Danıştay Başkanı’nın devamını istediği, kimseye dokundurmadığı hukuk sistemi bu işte.
Hukukçularının hukuktan böylesine nefret ettiği kaç ülke var yeryüzünde, bilmiyorum.
Ama Avrupa’da bu tür ülkeler yok.
Bizim “hukukçuları” kızdıran da bu.
Onlar, devleti “hukuksuz” olduğu ölçüde güçlenen bir örgüt sanıyorlar.
Devlet, hukukun disiplininden koparsa “çete” olur.
Bir devletle bir çeteyi birbirinden ayıran hukuktur.
Hukuk olmadı mı böyle cinayetler işlenir işte. Kims
e katilleri yakalamaz.
Herkesin hayatı tehlikeye girer.
Hukukun olmadığı bir ülkede kimin hayatı güvende olabilir?
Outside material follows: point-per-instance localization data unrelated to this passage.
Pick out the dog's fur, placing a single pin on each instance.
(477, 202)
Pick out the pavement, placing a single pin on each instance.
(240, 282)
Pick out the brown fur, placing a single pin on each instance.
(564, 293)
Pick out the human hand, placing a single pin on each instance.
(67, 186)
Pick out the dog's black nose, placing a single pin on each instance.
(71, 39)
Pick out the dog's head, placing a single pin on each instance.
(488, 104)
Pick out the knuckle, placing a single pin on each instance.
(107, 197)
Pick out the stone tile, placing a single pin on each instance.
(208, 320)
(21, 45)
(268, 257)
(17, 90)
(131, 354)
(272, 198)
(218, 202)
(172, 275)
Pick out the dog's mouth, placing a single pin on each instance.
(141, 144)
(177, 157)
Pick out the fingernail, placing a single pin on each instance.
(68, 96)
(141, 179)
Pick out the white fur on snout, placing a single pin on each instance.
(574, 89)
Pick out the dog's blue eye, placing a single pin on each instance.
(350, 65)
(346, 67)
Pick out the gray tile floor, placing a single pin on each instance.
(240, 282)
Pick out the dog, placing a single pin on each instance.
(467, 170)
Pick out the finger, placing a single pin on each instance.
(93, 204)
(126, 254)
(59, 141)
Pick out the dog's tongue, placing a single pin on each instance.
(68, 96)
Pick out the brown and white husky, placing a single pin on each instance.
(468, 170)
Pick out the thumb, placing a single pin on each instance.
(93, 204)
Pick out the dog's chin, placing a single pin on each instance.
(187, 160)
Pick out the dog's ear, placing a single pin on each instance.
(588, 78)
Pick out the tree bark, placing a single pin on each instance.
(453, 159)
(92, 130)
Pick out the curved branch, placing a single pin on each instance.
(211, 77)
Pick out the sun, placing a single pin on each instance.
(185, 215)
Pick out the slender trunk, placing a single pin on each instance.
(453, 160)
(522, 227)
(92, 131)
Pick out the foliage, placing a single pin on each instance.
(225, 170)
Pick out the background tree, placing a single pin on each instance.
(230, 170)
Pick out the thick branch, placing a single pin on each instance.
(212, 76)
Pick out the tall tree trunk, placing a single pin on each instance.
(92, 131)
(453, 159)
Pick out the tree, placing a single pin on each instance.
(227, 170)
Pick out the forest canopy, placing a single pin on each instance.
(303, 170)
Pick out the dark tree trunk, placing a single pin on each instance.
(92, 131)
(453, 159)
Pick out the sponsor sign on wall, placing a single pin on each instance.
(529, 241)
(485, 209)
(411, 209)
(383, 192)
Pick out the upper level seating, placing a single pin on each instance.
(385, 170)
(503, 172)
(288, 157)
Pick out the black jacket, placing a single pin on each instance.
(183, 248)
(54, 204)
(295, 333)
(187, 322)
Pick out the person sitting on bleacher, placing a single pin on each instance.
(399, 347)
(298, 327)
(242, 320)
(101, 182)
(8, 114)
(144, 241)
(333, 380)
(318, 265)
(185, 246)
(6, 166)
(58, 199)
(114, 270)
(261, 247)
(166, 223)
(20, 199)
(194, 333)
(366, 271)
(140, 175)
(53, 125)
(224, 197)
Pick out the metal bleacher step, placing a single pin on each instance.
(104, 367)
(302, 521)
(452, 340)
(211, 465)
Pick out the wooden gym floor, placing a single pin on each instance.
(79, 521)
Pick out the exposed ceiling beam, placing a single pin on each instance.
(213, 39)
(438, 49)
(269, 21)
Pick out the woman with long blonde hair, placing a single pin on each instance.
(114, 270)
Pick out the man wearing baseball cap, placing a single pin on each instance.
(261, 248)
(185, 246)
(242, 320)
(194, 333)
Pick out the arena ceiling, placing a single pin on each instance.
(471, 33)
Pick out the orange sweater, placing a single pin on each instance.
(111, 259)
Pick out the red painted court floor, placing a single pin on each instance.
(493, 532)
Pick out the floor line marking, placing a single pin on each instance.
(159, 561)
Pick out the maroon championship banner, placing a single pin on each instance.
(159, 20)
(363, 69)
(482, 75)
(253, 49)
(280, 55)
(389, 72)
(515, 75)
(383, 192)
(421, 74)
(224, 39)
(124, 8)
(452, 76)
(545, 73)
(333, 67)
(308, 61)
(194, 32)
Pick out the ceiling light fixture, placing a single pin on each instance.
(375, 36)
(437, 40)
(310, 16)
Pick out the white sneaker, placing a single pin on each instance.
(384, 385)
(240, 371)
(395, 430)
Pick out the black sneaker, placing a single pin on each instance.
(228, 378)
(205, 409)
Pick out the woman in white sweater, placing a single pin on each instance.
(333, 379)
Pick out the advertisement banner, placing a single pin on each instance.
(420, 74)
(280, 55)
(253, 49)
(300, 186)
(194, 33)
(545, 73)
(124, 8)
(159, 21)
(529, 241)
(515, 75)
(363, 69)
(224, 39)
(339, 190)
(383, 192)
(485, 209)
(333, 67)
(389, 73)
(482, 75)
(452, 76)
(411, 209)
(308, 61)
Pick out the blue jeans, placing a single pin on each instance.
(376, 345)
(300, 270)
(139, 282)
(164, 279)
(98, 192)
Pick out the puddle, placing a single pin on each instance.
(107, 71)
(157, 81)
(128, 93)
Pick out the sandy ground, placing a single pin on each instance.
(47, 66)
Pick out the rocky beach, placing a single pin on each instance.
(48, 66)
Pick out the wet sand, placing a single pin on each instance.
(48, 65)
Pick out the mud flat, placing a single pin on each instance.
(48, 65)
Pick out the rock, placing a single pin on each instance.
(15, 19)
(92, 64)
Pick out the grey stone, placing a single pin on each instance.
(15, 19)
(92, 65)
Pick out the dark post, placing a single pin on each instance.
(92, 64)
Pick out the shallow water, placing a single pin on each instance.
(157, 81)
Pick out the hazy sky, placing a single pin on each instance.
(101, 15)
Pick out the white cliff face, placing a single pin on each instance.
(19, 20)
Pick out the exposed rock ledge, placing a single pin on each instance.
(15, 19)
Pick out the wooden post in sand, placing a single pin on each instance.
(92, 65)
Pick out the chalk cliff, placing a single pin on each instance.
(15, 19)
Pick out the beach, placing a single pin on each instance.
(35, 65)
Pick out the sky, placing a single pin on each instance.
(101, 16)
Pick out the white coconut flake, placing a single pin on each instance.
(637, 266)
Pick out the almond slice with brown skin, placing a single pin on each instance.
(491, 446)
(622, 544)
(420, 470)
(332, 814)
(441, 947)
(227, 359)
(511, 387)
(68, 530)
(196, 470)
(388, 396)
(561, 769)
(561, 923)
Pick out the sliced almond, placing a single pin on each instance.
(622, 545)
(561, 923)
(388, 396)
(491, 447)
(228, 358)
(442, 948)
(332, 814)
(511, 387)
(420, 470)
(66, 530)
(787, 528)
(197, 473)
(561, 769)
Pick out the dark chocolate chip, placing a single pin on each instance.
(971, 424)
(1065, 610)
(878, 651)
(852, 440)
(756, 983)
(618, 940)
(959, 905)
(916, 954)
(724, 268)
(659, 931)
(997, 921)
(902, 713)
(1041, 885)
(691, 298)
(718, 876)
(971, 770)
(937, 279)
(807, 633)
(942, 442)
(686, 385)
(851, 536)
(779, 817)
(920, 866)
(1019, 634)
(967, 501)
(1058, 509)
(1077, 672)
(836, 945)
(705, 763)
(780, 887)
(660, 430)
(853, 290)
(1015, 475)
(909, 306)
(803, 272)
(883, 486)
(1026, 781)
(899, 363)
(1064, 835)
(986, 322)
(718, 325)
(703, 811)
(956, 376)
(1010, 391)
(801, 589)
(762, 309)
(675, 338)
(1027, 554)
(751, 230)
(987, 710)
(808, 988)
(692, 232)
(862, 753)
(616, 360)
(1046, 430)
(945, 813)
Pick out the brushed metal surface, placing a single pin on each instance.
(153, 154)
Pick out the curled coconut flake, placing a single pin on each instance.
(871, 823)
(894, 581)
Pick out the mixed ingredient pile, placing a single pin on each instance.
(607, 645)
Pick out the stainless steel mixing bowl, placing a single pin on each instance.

Hukuk olmadığında insanları kim korur?
Artık dünyanın bütün gelişmiş ülkelerindeki toplumlar birbirlerini denetliyorlar, devletlerin hukuksuzluğa kaymasını önlemekteki en kuvvetli çare bu.
Ancak toplumların dayanışması devlet zorbalığını önlüyor.
Ama bizim hukukçular bu “toplumlararası dayanışmayı” halka “dışardan karışmak” olarak anlatıyorlar.
Peki, sevgili hukukçularımız, başka toplumlarla dayanışmadığımız zaman siz bu ülkeye hukuku yerleştiriyor musunuz?
Yoksa derdiniz özgürce darbeleri övmek, “367” gibi hukukla alakası olamayan saçma sapan kararları kimsenin denetlemesine izin vermeden çıkarmak mı?
Siz neyin “bağımsızlığını” ve özgürlüğünü istiyorsunuz?
Ve, siz bu devlet cinayetleri hakkında ne düşünüyorsunuz?
Bir de bu konuda konuşsanız da ne düşündüğünüzü anlasak.